Who do you want to trade with today? It appears that choice is growing in today's electronic marketplace. This month's cover story details how a few bulge bracket firms offer clients peace of mind through greater transparency in their dark pools. Editor Peter Chapman's cover story examines how these brokers tell clients which contra parties offer good liquidity and which don't. In each case, market impact is key. Each participant in these dark pools is given a report card. Clients decide who they want to trade with. This recent development goes beyond allowing clients to shut off high-frequency traders, as all participants receive a grade. Theoretically, a long-only manager could be deemed a less desirable liquidity provider. 

Deutsche Bank, BofA Merrill, Morgan Stanley and Barclays are firms that we know offer this service.
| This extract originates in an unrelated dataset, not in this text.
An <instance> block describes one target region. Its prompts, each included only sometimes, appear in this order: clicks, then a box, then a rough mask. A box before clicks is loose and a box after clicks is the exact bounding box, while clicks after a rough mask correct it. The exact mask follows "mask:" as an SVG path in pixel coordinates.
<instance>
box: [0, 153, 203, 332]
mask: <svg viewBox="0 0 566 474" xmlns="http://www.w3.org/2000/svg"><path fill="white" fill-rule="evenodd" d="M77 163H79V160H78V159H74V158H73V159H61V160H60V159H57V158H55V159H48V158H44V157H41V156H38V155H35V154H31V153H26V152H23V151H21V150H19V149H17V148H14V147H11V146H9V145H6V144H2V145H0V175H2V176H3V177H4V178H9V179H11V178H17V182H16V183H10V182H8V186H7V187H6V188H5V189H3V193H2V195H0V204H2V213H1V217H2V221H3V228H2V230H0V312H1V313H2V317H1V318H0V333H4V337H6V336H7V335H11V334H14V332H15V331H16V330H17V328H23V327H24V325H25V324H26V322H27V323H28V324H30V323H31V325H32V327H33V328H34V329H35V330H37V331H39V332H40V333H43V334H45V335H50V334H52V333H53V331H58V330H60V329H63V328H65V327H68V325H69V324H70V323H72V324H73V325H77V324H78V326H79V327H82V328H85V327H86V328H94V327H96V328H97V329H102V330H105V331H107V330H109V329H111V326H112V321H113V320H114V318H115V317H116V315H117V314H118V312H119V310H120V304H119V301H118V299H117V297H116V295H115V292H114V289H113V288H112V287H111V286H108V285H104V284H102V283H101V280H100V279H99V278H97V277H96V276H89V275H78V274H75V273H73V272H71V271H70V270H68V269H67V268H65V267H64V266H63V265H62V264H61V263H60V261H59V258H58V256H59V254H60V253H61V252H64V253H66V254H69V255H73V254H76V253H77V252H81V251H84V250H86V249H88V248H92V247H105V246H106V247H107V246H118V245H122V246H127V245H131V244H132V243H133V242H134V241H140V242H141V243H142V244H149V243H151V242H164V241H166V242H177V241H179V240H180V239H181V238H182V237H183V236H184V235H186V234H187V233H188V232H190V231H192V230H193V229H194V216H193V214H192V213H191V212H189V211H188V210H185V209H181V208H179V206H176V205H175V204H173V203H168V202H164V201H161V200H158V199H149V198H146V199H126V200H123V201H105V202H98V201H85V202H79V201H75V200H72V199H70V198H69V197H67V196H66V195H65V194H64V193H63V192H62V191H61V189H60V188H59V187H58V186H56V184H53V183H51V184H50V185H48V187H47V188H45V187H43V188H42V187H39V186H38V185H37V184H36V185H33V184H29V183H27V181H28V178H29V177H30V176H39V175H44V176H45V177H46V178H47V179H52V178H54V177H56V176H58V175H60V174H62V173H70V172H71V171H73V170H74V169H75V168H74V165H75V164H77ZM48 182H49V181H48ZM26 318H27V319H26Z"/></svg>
Each has its own wrinkle. Why is this story important? It appears to be the first coverage of this topic anywhere.

Separately, two stories in this issue relate to spreads-one on ETFs and another on the stock of small companies. Spreads are usually a function of risk. In our feature on ETFs, staffer James Armstrong examines how wide spreads in some illiquid vehicles are artificial: Trade at your own risk against the quote. However, a number of brokers are creating competitive situations with arbs. This allows institutions to obtain better prices.

Our second story on spreads relates to the JOBS Act signed by President Obama in April. A component of the law requires the Securities and Exchange Commission to examine the trading tick size for emerging companies and small caps: Should they trade in increments of greater than a penny? The question is whether there would be greater liquidity if these companies traded with wider spreads, which would be a truer reflection of the risk associated with trading that name. Wider spreads, some say, would increase profitability and the number of block trades. This could also encourage more Street research to support these companies. What will be the SEC's response?

You might recall a catchy public service announcement during the 1970s that said, "Don't forget, hire the vet." Today Wall Street firms, along with the rest of corporate America, are pushing the same idea to new levels. You can read about one three-year-old firm in this issue-veteran-owned Academy Securities-that is looking to hire post-9/11 vets, as well as experienced Wall Street traders. This is one story worth following for years to come.